California approves first energy efficiency rules for computers and monitors
15 Dec 2016
California regulators yesterday apporved the first mandatory energy efficiency rules in the US for computers and monitors - devices accounting for 3 per cent of home electric bills and 7 per cent of commercial power costs in the state.
The state Energy Commission said that with full implementation, the industry-backed plan would save consumers $373 million a year and conserve at least as much electricity annually as it took to power all of San Francisco's households.
The final approval came at a meeting of the five-member commission in Sacramento after several years had been spent developing the rules in collaboration with computer makers, consumer activists, the Natural Resources Defense Council (NRDC) and other environmental groups.

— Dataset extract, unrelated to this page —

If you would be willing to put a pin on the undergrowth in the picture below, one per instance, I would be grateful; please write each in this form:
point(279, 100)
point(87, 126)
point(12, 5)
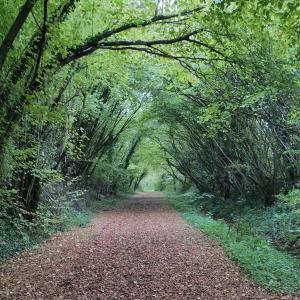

The new rules would bring about a reduction of 70,000 tons a year, in greenhouse gas emissions from fossil fuel combustion for power generation.
The standards would set benchmarks for the overall energy use of machines, focusing on when they were turned on but left inactive, and gave manufacturers flexibility to choose which efficiency measures were employed to meet the standards, an approach that aimed to foster innovation.
The rules had been supported by 40 companies represented by the Information Technology Industry Council, including such Silicon Valley giants as HP Inc and Intel Corp.
Under the new standards, approved by California's Energy Commission, most computers would draw less power while idle. Laptops would see a slight reduction in power draw, since they were already designed to be energy efficient. According to the commission's estimates, 73 per cent of shipping laptops would not need change of any sort.
Only 6 per cent of desktops currently met the commission's standards and on average noncompliant desktops would need to reduce their idle power draw by about 30 per cent by 2019 and by about 50 per cent by 2021, the commission said.